Artikel 222 (Rechterlijke voeging van zaken)
1. In geval voor dezelfde rechter tussen dezelfde partijen en over hetzelfde onderwerp tegelijk zaken aanhangig zijn, of voor dezelfde rechter verknochte zaken aanhangig zijn, kan daarvan de voeging worden gevorderd. In deze zaken kan de rechter ook ambtshalve tot voeging overgaan.

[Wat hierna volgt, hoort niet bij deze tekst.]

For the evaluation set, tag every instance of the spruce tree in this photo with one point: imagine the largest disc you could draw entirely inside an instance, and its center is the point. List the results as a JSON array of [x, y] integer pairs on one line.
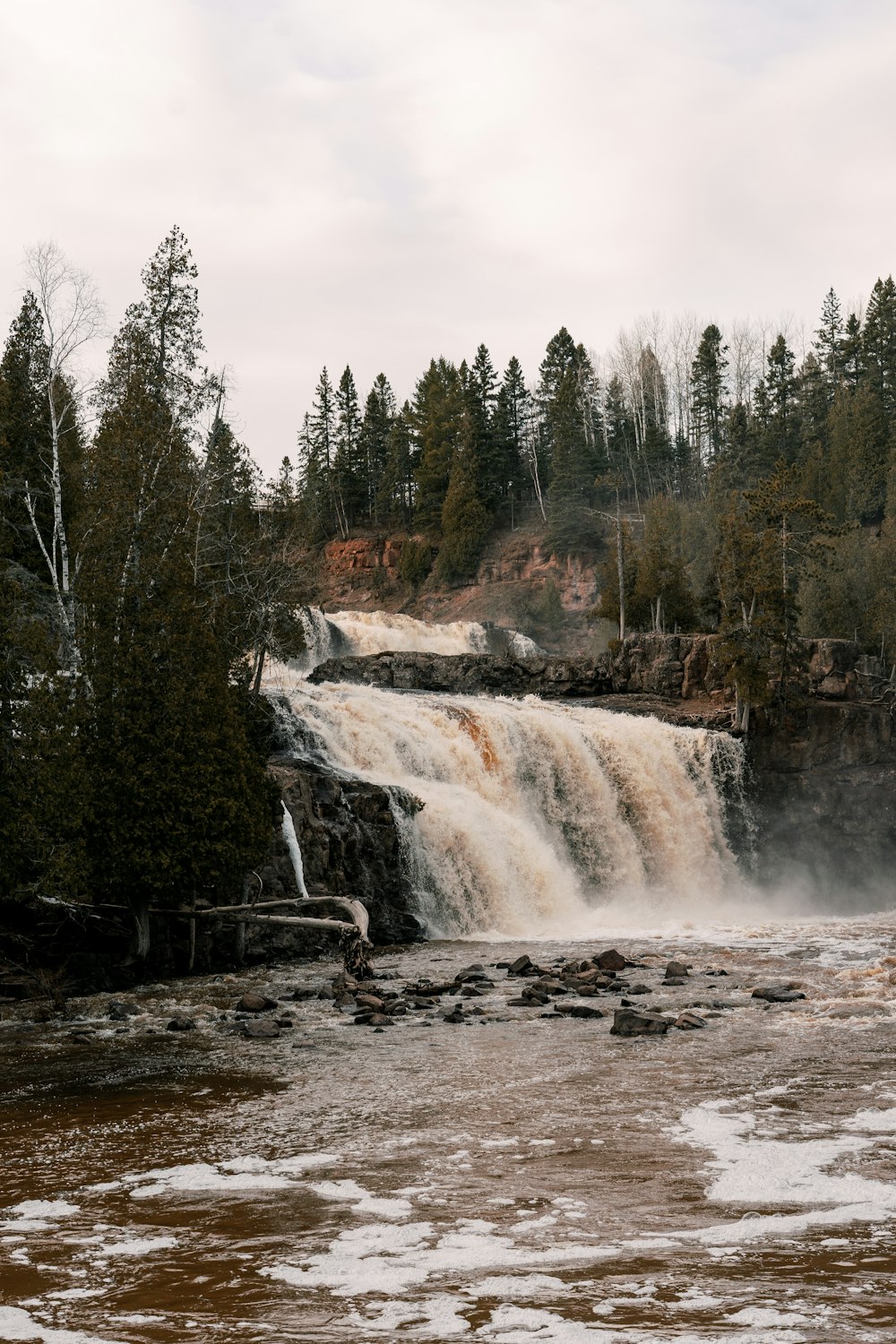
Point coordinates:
[[465, 518], [708, 394], [435, 419]]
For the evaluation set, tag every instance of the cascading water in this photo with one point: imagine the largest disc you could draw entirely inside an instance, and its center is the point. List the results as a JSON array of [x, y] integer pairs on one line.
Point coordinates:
[[538, 819], [379, 632]]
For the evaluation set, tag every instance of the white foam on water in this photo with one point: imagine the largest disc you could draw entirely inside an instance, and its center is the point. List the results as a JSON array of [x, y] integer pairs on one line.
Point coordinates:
[[433, 1317], [45, 1209], [516, 1285], [137, 1246], [874, 1121], [360, 1199], [394, 1258], [780, 1172], [238, 1174], [18, 1324]]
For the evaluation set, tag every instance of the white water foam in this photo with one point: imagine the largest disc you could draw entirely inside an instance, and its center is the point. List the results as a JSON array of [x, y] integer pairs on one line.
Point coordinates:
[[774, 1172], [538, 816]]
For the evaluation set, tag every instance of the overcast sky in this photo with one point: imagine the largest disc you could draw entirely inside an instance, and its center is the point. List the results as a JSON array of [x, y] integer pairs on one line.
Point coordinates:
[[376, 182]]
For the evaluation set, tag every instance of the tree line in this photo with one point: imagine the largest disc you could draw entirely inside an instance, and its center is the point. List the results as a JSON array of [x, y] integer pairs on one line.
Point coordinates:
[[729, 484], [145, 574]]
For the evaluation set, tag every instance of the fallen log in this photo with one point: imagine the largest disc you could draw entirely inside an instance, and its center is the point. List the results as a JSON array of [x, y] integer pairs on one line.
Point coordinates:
[[351, 933]]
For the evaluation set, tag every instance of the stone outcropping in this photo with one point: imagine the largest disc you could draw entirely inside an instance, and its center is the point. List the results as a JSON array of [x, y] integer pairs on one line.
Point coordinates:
[[471, 674], [351, 844]]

2. Artikel 220, tweede en derde lid, zijn op deze vordering van toepassing.
Uitleg in duidelijke taal
1. In geval voor dezelfde rechter tussen dezelfde partijen en over hetzelfde onderwerp tegelijk zaken aanhangig zijn, of voor dezelfde rechter verknochte zaken aanhangig zijn, kan daarvan de voeging worden gevorderd. In deze zaken kan de rechter ook ambtshalve tot voeging overgaan.
Dit betekent dat als er voor dezelfde rechter tegelijkertijd zaken lopen (aanhangig zijn) tussen dezelfde partijen en over hetzelfde onderwerp, óf als er voor dezelfde rechter zaken aanhangig zijn die met elkaar verbonden zijn (verknochte zaken), dan kan de samenvoeging (voeging) van deze zaken worden gevraagd (gevorderd). De rechter kan in deze gevallen ook uit eigen beweging (ambtshalve) besluiten om de zaken samen te voegen (tot voeging overgaan).
2. Artikel 220, tweede en derde lid, zijn op deze vordering van toepassing.
Dit betekent dat de bepalingen uit het tweede en derde lid van artikel 220 van toepassing zijn op deze vordering tot voeging.